LOOKING back over a career spanning almost 30 years, Tom McNider, general manager (ventilation) for Jim Walter Resources (JWR), believes coal mine ventilation has come a long way.

Staff Reporter
Making the most of gas

Published in August 2005 American Longwall Magazine

The future issues facing underground coal mines in the US are no less daunting, but each challenge contains opportunities McNider said, alluding to some of the challenges of ventilating mines in the 1970s.

Speaking as a keynote presenter at the AusIMM-organized Eighth International Mine Ventilation Congress in Brisbane, Australia, McNider recalled the headaches of trying to manage in situ gas levels as high as 600 cubic feet per ton at some mines.

“Back then there were no degasification techniques and therefore the ventilation system had to be designed to manage this large liberation of methane,” he said.

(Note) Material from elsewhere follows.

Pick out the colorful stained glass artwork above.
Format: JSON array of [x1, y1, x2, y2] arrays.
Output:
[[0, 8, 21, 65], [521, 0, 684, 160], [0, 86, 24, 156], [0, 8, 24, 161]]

The focus was to design a ventilation system that could handle the maximum amount of gas possible.

The 1980s heralded a major shift towards removing methane prior to and in conjunction with mining. JWR was one of a few companies that pioneered research into degasification and led to the formation of Black Warrior Methane, JWR’s degasification company. Today, Black Warrior Methane captures and produces about 20 billion cubic feet of methane per year. The offshoot foundling came into its own right when coal prices crashed and has become a vital part of JWR’s operations.

Looking ahead, McNider outlined several themes that were expected to dominate mine ventilation in the future.

One of these is a progression to using low quality methane to produce power.

The current lower economic level for methane capture in North America is 60%, but technologies are being developed to utilize methane at much lower levels.

At the moment, JWR uses a cryogenic methane plant that enriches methane at 60% to a marketable 100%.

JWR has worked with a company in North America to use a RAMGEN engine that can burn methane as low as 2.5%. While not perfected, the technology has tremendous potential, according to McNider.

Carbon dioxide sequestration is another area that will develop in the future, though carbon dioxide credits are not currently traded in North America. If it were possible for companies to convert methane capture into carbon credits this might provide an incentive to invest in sequestration technologies.

McNider also suggested booster fans would be a solution for some reserves that could not be mined under current ventilation requirements. The use of booster fans in coal mines was prohibited in 1996 with the introduction of new ventilation regulations.

The development of the personal dust monitor (PDM), an instrument to provide real-time monitoring of dust exposure, would change regulations governing how a miner’s dust exposure was determined, he said.

Finally, McNider said more could be done with mine design and pillar extraction to control spontaneous combustion in longwall designs.

JWR’s mines experience spontaneous combustion from coals in the floor with high levels of pyrite. Floor heave exposes the coal with the pyrite to oxygen, and as the pyrite oxidizes, heat is generated to the point of spontaneous combustion. Bleederless designs have not worked to control this and the only way some control has been gained has been to mine the pillar on the headgate and limit air into the gob on the tailgate.

“As I get older and look back … some of the things in our operation that made our company a leader in technology started as extreme problems or challenges,” McNider concluded.